There was an interesting discussion about browser support in Boagworld's panel at the 2009 SXSW conference. (Start listening at about 44 minutes into the podcast. Yes, yes, I'm a little behind in my podcasts.)
When asked when web designers would no longer have to support IE6, Jeremy Keith rejected the very premise of the question - that "supporting" a browser was a simple "yes" or "no" decision. He argued that lessened functionality was OK in older browsers, and that no browser should be denied access to your content.
In my opinion, designing a site which degrades nicely while only testing in a few modern and high-traffic browsers is definitely the way to go.
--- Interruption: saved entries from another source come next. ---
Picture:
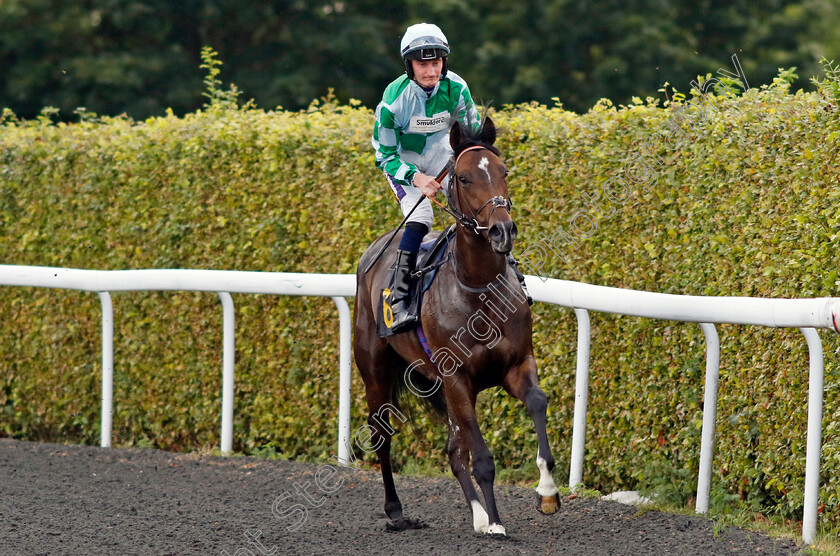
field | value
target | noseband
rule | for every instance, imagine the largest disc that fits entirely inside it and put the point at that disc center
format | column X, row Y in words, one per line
column 471, row 222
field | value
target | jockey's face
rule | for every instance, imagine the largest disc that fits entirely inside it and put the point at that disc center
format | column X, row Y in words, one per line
column 427, row 72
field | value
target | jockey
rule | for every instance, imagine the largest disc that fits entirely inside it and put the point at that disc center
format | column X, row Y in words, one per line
column 411, row 139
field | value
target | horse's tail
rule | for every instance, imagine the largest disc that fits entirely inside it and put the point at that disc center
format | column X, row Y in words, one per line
column 407, row 399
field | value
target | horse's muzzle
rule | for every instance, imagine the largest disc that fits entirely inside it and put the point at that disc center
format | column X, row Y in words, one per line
column 502, row 235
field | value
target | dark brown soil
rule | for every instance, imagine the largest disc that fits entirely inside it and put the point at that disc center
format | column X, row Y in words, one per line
column 57, row 499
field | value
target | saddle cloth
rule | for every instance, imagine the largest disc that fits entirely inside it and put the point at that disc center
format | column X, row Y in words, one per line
column 432, row 255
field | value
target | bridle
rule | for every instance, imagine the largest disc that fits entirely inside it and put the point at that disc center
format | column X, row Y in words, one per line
column 471, row 221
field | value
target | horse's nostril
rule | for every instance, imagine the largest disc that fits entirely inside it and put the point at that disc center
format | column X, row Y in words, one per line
column 496, row 233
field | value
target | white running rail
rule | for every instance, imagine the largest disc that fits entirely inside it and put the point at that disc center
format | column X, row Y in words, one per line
column 805, row 314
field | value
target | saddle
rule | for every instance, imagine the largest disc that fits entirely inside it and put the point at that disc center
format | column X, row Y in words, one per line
column 434, row 251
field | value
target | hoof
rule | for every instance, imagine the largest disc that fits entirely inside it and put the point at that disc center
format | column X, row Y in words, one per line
column 403, row 524
column 548, row 504
column 497, row 529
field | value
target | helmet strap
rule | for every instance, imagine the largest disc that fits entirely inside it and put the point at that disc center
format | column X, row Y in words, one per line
column 409, row 69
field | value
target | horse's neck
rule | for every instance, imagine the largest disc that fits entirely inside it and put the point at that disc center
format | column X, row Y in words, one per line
column 476, row 264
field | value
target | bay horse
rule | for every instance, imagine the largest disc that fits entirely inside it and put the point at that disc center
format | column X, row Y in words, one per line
column 476, row 322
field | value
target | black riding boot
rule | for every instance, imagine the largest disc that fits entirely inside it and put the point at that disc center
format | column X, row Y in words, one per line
column 519, row 276
column 402, row 289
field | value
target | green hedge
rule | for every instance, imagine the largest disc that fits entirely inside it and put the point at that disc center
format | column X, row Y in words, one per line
column 744, row 205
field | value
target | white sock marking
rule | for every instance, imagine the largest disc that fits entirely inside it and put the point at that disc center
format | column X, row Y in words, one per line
column 546, row 486
column 480, row 518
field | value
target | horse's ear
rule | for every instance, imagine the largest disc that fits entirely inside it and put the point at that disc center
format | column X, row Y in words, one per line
column 488, row 132
column 456, row 135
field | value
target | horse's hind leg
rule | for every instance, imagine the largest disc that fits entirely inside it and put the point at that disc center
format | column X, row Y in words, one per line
column 461, row 403
column 522, row 383
column 378, row 386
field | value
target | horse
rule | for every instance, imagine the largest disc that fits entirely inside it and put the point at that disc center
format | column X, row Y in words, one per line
column 476, row 319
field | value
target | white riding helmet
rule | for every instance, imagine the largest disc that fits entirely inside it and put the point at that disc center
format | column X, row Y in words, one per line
column 423, row 41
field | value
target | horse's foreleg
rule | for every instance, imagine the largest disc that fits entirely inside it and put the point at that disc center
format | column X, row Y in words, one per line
column 458, row 450
column 462, row 417
column 381, row 439
column 522, row 384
Data has a lifespan, which is highly dependent on where said data is stored.
For example, I've had two Palm PDAs for in the past decade. I was able to import my data from the old PDA to the new one, and with each I'm able to enter data directly onto my computer and sync with the PDA. I've keeping contact info, shopping lists, and wacky business ideas for for that whole time. In comparison, the old paper address books I used to keep only held people I'd talked to in the past few years.
You can find just about any weird commercial that's recently aired on TV on YouTube, but the older stuff is harder to find. Tom Peterson's prime was well before the internet era, so you'll have to dig up some old VHS tapes to see more than a few of his commercials.